Genetic analyses of eight complex diseases using predicted continuous representations of disease.
Journal:
Cell reports methods
Published Date:
Jul 25, 2025
Abstract
We evaluated whether predicted continuous disease representations could enhance genetic discovery beyond case-control genome-wide association study (GWAS) phenotypes across eight complex diseases in up to 485,448 UK Biobank participants. Predicted phenotypes had high genetic correlations with case-control phenotypes (median r = 0.66) but identified more independent associations (median 306 versus 125). While some predicted phenotype associations were spurious, multi-trait analysis of GWAS-boosted case-control phenotypes identified a median of 46 additional variants per disease, of which a median of 73% replicated in FinnGen, 37% reached genome-wide significance in a UK Biobank/FinnGen meta-analysis, and 45% had supporting evidence.
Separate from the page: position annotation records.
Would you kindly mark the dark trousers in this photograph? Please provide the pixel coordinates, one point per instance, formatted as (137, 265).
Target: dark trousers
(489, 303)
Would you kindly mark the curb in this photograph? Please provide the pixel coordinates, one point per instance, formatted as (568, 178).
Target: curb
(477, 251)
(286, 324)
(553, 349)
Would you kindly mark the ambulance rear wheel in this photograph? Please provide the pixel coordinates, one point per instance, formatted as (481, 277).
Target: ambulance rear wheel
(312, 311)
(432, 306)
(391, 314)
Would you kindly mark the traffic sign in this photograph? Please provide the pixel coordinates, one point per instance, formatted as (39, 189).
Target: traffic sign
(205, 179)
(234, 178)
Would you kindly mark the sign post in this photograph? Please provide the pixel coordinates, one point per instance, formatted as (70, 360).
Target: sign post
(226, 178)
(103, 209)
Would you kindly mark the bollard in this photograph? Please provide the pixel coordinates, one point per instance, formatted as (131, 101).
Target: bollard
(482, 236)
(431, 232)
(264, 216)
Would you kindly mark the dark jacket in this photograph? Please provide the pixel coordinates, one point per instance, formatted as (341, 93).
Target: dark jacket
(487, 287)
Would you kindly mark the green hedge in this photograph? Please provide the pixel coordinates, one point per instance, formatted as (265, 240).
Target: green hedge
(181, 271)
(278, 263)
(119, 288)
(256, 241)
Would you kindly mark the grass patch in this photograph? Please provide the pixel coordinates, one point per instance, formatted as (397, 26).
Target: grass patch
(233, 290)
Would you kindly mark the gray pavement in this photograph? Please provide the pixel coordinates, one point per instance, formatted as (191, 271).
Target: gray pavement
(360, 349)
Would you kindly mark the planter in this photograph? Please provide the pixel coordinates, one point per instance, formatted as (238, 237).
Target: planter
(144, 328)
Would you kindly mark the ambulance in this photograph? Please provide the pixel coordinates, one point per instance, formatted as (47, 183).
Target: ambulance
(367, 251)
Predicted phenotypes also identified 14 genes targeted by phase I-IV drugs not identified by case-control phenotypes, and combined polygenic risk scores (PRSs) using both phenotypes improved prediction performance, with a median 37% increase in Nagelkerke's R. Predicted phenotypes represent composite biomarkers complementing case-control approaches in genetic discovery, drug target prioritization, and risk prediction, though efficacy varies across diseases.